(2023-11-12) DASP: Specific Dense Matrix Multiply-Accumulate Units Accelerated General Sparse Matrix-Vector Multiplication

Author: Yuechen Lu; Weifeng Liu;
Journal: , 1-14, 2023.
Journal Tags:
Local Link: Lu和Liu - 2023 - DASP Specific Dense Matrix Multiply-Accumulate Units Accelerated General Sparse Matrix-Vector Multi.pdf
DOI: 10.1145/3581784.3607051
Abstract: Sparse matrix-vector multiplication (SpMV) plays a key role in computational science and engineering, graph processing, and machine learning applications. Much work on SpMV was devoted to resolving problems such as random access to the vector 𝑥 and unbalanced load. However, we have experimentally found that the computation of inner products still occupies much overhead in the SpMV operation, which has been largely ignored in existing work. In this paper, we propose DASP, a new algorithm using specific dense MMA units for accelerating the compute part of general SpMV. We analyze the row-wise distribution of nonzeros and group the rows into three categories containing long, medium, and short rows, respectively. We then organize them into small blocks of proper sizes to meet the requirement of MMA computation. For the three categories, DASP offers different strategies to complete SpMV by efficiently utilizing the MMA units.
Tags:
Note Date: 2025/7/22 21:45:09

📜 Research Core

⚙️ Content

研究背景（ABSTRACT）

稀疏矩阵向量乘法(SpMV)是计算科学与工程、图处理和机器学习应用中的核心运算之一。

现有的SpMV研究主要集中在以下两个方面：

解决向量x的随机访问问题
通过重构近似均匀大小的基本工作单元来平衡工作负载

即使这些现有工作已经展示了有希望的改进，所达到的性能仍然不令人满意，无法使带宽利用率接近峰值性能，表明SpMV算法仍有优化空间。

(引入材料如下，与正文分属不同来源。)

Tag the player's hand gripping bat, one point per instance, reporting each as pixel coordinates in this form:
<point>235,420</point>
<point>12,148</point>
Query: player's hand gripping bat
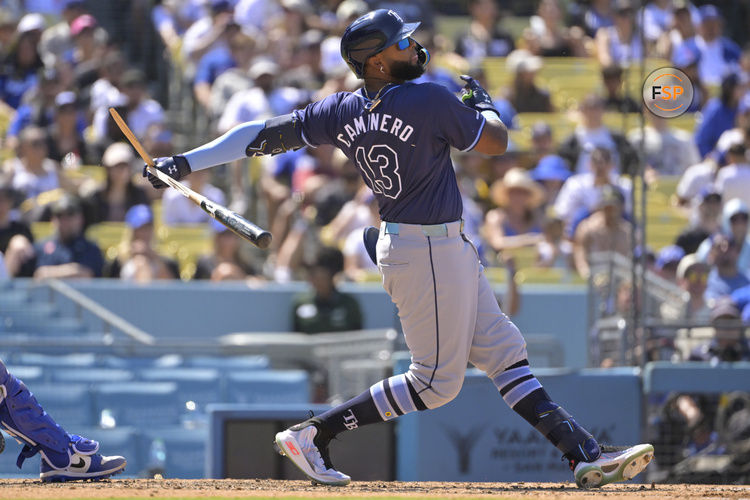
<point>236,223</point>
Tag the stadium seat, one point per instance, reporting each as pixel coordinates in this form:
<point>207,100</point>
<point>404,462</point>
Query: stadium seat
<point>290,386</point>
<point>139,404</point>
<point>185,450</point>
<point>92,376</point>
<point>71,405</point>
<point>200,385</point>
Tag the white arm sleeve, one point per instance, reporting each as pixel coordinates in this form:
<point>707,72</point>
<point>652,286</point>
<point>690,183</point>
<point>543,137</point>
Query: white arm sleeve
<point>226,148</point>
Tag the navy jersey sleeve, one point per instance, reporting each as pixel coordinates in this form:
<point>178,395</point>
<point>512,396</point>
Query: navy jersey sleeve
<point>456,123</point>
<point>320,120</point>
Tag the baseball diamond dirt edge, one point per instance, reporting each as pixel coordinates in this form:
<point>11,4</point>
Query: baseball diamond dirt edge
<point>235,222</point>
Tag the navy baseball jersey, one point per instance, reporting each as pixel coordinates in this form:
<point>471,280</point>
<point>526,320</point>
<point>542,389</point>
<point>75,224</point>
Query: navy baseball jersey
<point>401,145</point>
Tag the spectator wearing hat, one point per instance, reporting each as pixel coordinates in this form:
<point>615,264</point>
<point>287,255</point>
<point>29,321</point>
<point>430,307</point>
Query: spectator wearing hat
<point>591,133</point>
<point>176,209</point>
<point>729,342</point>
<point>119,193</point>
<point>606,230</point>
<point>554,250</point>
<point>740,134</point>
<point>551,172</point>
<point>620,44</point>
<point>67,254</point>
<point>719,115</point>
<point>734,224</point>
<point>615,99</point>
<point>32,172</point>
<point>10,227</point>
<point>725,276</point>
<point>88,48</point>
<point>484,37</point>
<point>324,308</point>
<point>668,150</point>
<point>137,260</point>
<point>667,260</point>
<point>733,180</point>
<point>692,276</point>
<point>598,14</point>
<point>142,111</point>
<point>208,32</point>
<point>548,36</point>
<point>253,103</point>
<point>65,134</point>
<point>516,221</point>
<point>37,108</point>
<point>705,220</point>
<point>226,262</point>
<point>525,95</point>
<point>686,59</point>
<point>580,193</point>
<point>57,40</point>
<point>19,67</point>
<point>227,54</point>
<point>236,79</point>
<point>719,54</point>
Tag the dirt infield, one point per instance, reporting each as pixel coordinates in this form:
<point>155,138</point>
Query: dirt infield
<point>174,488</point>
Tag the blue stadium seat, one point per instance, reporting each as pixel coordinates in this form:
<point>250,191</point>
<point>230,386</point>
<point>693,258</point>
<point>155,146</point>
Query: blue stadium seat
<point>78,360</point>
<point>139,404</point>
<point>289,386</point>
<point>229,363</point>
<point>185,450</point>
<point>123,441</point>
<point>200,385</point>
<point>91,375</point>
<point>30,375</point>
<point>71,405</point>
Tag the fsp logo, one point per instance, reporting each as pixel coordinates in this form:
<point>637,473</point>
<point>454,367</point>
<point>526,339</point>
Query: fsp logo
<point>667,92</point>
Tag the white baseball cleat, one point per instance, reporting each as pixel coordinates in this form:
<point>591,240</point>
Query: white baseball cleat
<point>613,465</point>
<point>305,447</point>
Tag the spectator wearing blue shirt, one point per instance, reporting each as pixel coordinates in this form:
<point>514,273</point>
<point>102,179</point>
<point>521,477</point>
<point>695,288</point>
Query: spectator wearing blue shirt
<point>725,277</point>
<point>718,115</point>
<point>686,59</point>
<point>37,108</point>
<point>18,70</point>
<point>67,254</point>
<point>216,61</point>
<point>719,54</point>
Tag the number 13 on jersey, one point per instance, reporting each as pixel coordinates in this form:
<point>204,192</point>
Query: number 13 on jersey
<point>380,166</point>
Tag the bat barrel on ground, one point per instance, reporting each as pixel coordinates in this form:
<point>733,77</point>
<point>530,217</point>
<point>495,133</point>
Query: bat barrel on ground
<point>235,222</point>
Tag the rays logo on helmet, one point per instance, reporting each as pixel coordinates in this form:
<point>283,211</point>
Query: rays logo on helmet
<point>395,14</point>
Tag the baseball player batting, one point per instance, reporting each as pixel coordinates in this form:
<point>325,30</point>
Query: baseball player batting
<point>399,134</point>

关键发现： 作者将标准CSR SpMV的执行时间分解为三个部分进行分析：

RANDOM ACCESS（随机访问）：平均占25.1%
COMPUTE（计算）：平均占21.1%
MISCELLANEOUS（其他）：平均占53.8%

实验发现计算部分仍然占用很大开销，而这部分的开销在已有工作中被严重忽略。

研究方法

核心思想： 提出DASP算法，使用特定密集MMA单元加速通用SpMV的计算部分。核心挑战是如何将稀疏矩阵不规则的数据分布转换为MMA单元所需的规则布局。

分类策略： 根据每行非零元素数量将所有行分为三个类别：

长行(Long Rows)：非零元素数量 > MAX_LEN (256)
中等行(Medium Rows)：4 < 非零元素数量 ≤ MAX_LEN
短行(Short Rows)：非零元素数量 ≤ 4

针对性处理： DASP算法对于三种不同的行类别使用不同的策略：

长行：分割成固定大小的组，用零填充以满足MMA计算要求
中等行：区分规则和不规则部分，分别使用不同的计算单元
短行：采用拼接策略，将短行组合成规则布局以提高MMA单元利用率

研究结果

FP64双精度：平均比现有算法快1.5-2倍，最高可达90倍以上的加速
FP16半精度：在A100上平均比cuSPARSE快1.7倍，在H800上快1.75倍

广泛的矩阵适用性： 在SuiteSparse矩阵集合的2893个矩阵上测试，DASP在绝大多数矩阵上都表现出色，证明了算法的通用性和鲁棒性。

💡 Innovations

发现计算部分是SpMV算法的性能瓶颈并且使用MMA加速单元实现更高的性能
提出DASP算法让稀疏矩阵不规则的数据分布变得规则以高效利用MMA单元
设计了能够充分利用MMA单元计算模式的数据布局
证明在Ampere和Hopper架构的GPU上，DASP算法在大部分矩阵上带来比现有的优秀SpMV算法更好的性能

🧩 Shortcomings

预处理开销：数据结构转换需要额外的预处理时间，这部分我测出来的结果是在小于10^6的部分，spmv预处理时间比cuSPARSE短，但是在大于10^6的部分DASP的预处理时间呈现线性增长的趋势，cuSPARSE预处理时间没有明显变化，并且在大于10^6DASP与cuSPARSE的计算速度接近，也就是大于10^6的部分DASP的整体运算时间会比cuDSPARSE多出不少
内存消耗增加：新的数据结构可能比原始CSR格式，消耗更多内存空间
参数调优复杂性：不同类别的阈值参数(如MAX_LEN、threshold)需要针对不同硬件和矩阵特征进行调优

🔁 Research Content

💧 Data

“using all the 2893 matrices from the SuiteSparse Matrix Collection” (Lu 和 Liu, 2023, p. 2)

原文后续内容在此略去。